No, Artificial Intelligence Is Not the End of High-School English

If you’ve been on social media lately, you’ve doubtless seen fictional stories and essays generated by “ChatGPT,” an artificial intelligence program that can generate remarkably solid pieces of prose, instantly, and in any imaginable style.

While some find this thrilling, others—mostly writers and teachers—are filled with existential dread. “My life—and the lives of thousands of other teachers and professors, tutors and administrators—is about to drastically change,” wrote teacher Daniel Herman, who predicted “the end of high-school English” in The Atlantic.

I’m not convinced. In fact, what’s happening here is not terribly new. For starters, let’s immediately dispense with the idea that artificial intelligence will make writing instruction obsolete. Remember the “21st Century Skills” movement? There was breathless insistence that with all the world’s knowledge now in our pockets and mere keystrokes away, K–12 education should prioritize critical thinking, problem solving, creativity, and communication. The question on the lips of education’s smart set back then was, “Why cram kids’ heads with a bunch o’ facts when we have Google?” Similarly, why teach writing when “AI” can generate sophisticated text at the touch of a button?

E.D. Hirsch, Jr. nailed the answer 20 years ago: “The Internet has placed a wealth of information at our fingertips. But to be able to use that information—to absorb it, to add to our knowledge—we must already possess a storehouse of knowledge,” he wrote. “That is the paradox disclosed by cognitive research.” University of Virginia professor Dan Willingham has described how research from cognitive science has shown that “the sorts of skills that teachers want for students—such as the ability to analyze and to think critically—require extensive factual knowledge.”

In other words, it takes knowledge to communicate knowledge—or even to have the discernment to judge whether an AI-generated piece of text makes sense or sufficiently responds to a prompt. Herman writes that what GPT can produce right now “is better than the large majority of writing seen by your average teacher or professor.” Perhaps so, but this is a problem unique to the education equivalent of the “worried well” and their teachers. A tiny minority of American high school students are like Herman’s, discussing and analyzing “Anzaldúa’s radical ideas about transcending binaries, or Ishmael’s metaphysics in Moby-Dick.” For most students a cogent five-paragraph essay remains a daunting challenge.

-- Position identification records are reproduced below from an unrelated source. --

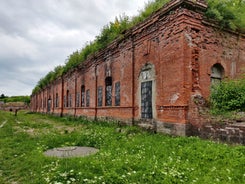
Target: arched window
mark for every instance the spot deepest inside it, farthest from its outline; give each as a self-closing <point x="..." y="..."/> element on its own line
<point x="108" y="90"/>
<point x="83" y="96"/>
<point x="217" y="73"/>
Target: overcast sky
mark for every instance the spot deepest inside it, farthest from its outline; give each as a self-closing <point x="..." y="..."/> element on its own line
<point x="37" y="35"/>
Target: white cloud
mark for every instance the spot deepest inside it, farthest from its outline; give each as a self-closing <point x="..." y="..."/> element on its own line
<point x="36" y="36"/>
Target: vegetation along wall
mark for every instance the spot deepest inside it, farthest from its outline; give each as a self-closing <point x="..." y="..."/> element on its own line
<point x="152" y="72"/>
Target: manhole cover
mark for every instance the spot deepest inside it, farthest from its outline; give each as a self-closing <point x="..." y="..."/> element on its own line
<point x="73" y="151"/>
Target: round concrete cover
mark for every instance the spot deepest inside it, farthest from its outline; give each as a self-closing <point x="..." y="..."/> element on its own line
<point x="74" y="151"/>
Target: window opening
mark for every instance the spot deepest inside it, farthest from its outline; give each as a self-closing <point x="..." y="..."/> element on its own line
<point x="77" y="99"/>
<point x="108" y="83"/>
<point x="87" y="98"/>
<point x="217" y="72"/>
<point x="49" y="104"/>
<point x="117" y="94"/>
<point x="83" y="96"/>
<point x="146" y="100"/>
<point x="57" y="100"/>
<point x="100" y="96"/>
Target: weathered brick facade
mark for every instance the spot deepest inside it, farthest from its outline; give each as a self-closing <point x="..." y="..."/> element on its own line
<point x="151" y="76"/>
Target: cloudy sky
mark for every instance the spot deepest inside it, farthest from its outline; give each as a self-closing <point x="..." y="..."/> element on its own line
<point x="37" y="35"/>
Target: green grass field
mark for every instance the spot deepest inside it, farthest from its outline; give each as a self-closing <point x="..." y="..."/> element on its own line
<point x="126" y="156"/>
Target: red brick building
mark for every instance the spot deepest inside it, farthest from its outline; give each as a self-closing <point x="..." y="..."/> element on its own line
<point x="153" y="75"/>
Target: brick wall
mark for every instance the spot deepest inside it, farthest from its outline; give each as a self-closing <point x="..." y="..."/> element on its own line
<point x="173" y="51"/>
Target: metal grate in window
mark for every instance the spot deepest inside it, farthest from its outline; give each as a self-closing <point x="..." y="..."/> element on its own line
<point x="146" y="100"/>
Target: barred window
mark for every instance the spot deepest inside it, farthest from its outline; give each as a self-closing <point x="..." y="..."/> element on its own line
<point x="57" y="100"/>
<point x="100" y="96"/>
<point x="83" y="96"/>
<point x="146" y="100"/>
<point x="64" y="101"/>
<point x="77" y="99"/>
<point x="87" y="98"/>
<point x="117" y="94"/>
<point x="108" y="95"/>
<point x="70" y="100"/>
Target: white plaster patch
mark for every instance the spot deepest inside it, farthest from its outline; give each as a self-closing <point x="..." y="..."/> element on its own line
<point x="174" y="98"/>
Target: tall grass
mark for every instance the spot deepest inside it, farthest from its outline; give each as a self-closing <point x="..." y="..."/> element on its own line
<point x="127" y="154"/>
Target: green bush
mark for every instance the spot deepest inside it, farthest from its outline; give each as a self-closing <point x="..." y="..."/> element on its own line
<point x="228" y="96"/>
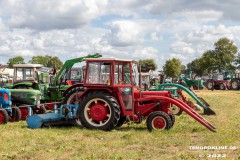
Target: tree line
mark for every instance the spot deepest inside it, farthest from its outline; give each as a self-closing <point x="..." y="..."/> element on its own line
<point x="47" y="61"/>
<point x="224" y="56"/>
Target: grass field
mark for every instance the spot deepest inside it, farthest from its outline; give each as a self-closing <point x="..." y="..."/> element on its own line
<point x="132" y="141"/>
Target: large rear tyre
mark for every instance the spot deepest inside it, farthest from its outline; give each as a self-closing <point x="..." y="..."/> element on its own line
<point x="195" y="87"/>
<point x="159" y="120"/>
<point x="172" y="116"/>
<point x="222" y="86"/>
<point x="210" y="85"/>
<point x="24" y="112"/>
<point x="3" y="116"/>
<point x="73" y="97"/>
<point x="16" y="115"/>
<point x="121" y="121"/>
<point x="100" y="111"/>
<point x="234" y="84"/>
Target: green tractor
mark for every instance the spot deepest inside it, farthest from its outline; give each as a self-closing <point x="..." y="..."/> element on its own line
<point x="34" y="84"/>
<point x="191" y="83"/>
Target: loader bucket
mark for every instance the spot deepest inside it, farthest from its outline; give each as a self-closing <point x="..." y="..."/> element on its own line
<point x="184" y="107"/>
<point x="199" y="100"/>
<point x="38" y="120"/>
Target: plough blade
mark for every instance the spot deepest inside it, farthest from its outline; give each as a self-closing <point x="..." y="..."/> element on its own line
<point x="195" y="115"/>
<point x="199" y="100"/>
<point x="187" y="109"/>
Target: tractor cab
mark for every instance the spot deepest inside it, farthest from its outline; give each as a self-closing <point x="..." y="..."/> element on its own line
<point x="25" y="72"/>
<point x="121" y="77"/>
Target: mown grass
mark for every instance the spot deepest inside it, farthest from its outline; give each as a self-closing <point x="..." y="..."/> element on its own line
<point x="131" y="141"/>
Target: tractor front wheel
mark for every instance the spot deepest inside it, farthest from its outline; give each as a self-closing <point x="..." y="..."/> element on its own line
<point x="159" y="120"/>
<point x="3" y="116"/>
<point x="16" y="114"/>
<point x="99" y="110"/>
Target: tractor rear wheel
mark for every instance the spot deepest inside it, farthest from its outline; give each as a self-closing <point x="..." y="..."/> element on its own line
<point x="121" y="121"/>
<point x="210" y="85"/>
<point x="99" y="110"/>
<point x="172" y="116"/>
<point x="3" y="116"/>
<point x="195" y="87"/>
<point x="222" y="86"/>
<point x="176" y="110"/>
<point x="16" y="114"/>
<point x="234" y="84"/>
<point x="159" y="120"/>
<point x="24" y="112"/>
<point x="72" y="97"/>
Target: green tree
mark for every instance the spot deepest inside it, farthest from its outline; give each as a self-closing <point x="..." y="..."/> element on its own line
<point x="172" y="68"/>
<point x="15" y="60"/>
<point x="197" y="66"/>
<point x="222" y="57"/>
<point x="147" y="65"/>
<point x="47" y="61"/>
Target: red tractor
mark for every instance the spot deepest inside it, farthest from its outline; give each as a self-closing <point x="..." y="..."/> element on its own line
<point x="110" y="93"/>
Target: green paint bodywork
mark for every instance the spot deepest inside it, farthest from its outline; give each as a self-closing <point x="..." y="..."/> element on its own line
<point x="46" y="86"/>
<point x="192" y="82"/>
<point x="26" y="96"/>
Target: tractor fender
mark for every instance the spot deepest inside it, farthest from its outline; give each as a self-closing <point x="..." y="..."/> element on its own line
<point x="72" y="87"/>
<point x="27" y="84"/>
<point x="184" y="107"/>
<point x="187" y="91"/>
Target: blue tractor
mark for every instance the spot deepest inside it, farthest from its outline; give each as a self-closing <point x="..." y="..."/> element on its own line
<point x="7" y="112"/>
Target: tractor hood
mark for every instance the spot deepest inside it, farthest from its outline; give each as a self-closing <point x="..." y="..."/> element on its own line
<point x="26" y="96"/>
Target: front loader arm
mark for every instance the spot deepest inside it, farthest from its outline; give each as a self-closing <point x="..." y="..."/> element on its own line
<point x="206" y="108"/>
<point x="67" y="66"/>
<point x="181" y="105"/>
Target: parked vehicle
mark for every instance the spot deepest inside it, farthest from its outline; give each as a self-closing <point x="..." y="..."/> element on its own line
<point x="111" y="92"/>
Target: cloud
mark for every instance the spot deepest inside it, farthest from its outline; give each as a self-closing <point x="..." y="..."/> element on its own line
<point x="182" y="48"/>
<point x="53" y="14"/>
<point x="124" y="33"/>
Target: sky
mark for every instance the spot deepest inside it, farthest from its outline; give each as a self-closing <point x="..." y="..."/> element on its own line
<point x="127" y="29"/>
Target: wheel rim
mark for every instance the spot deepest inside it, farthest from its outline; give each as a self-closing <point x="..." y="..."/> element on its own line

Skilled teachers who know their students seldom fail to notice when an assignment has the thumbprint of a little extra help from home or doesn’t sound original. Since the invention of the pocket calculator math teachers have faced this problem and solved it with three simple words: “show your work.” It will be no different with AI. Another English teacher, Peter Greene, whose rural Pennsylvania students are far more typical than those in elite prep schools, noted in Forbes that ChatGPT covers gaps in its knowledge by making things up and embellishing. “In other words, it has an eerily human capacity for bullshitting its way around gaps in its data base.” Greene suggests that teachers try out their writing assignments on the chatbot. “If it can come up with an essay that you would consider a good piece of work, then that prompt should be refined, reworked, or simply scrapped.”

Concerns that AI makes writing instruction obsolete is a manifestation of the “Curse of Knowledge,” an idea popularized by Chip Heath and Dan Heath in their 2007 book Made to Stick. The curse of knowledge is “a cognitive bias that occurs when an individual, communicating with other individuals, unknowingly assumes that the others have the background to understand.” It’s a common problem in education: to the well-educated and language proficient, problem solving, critical thinking—and clear, sophisticated written analysis—all feel like “skills” that can be practiced and mastered (or plausibly faked via artificial intelligence), because they are already rich in knowledge and sophisticated language. Herman fears students will avoid “doing the hard work of actual learning.” But many students would be hard-pressedto read with comprehension AI-generated essays, let alone pass them off as their own work.

The threat is not that artificial intelligence will make writing obsolete, it’s the assumption that it does. The world of futurists, technology enthusiasts, and educated elites is simply not the same as the world occupied by the substantial majority of American students whose main challenge is to reach basic levels of language proficiency. Artificial intelligence will provide time-saving tools for knowledge-haves, but it will be fatal to the interests of knowledge have-nots, if they are denied the opportunity to develop the language proficiency the well-educated take for granted, and which make AI tools useful.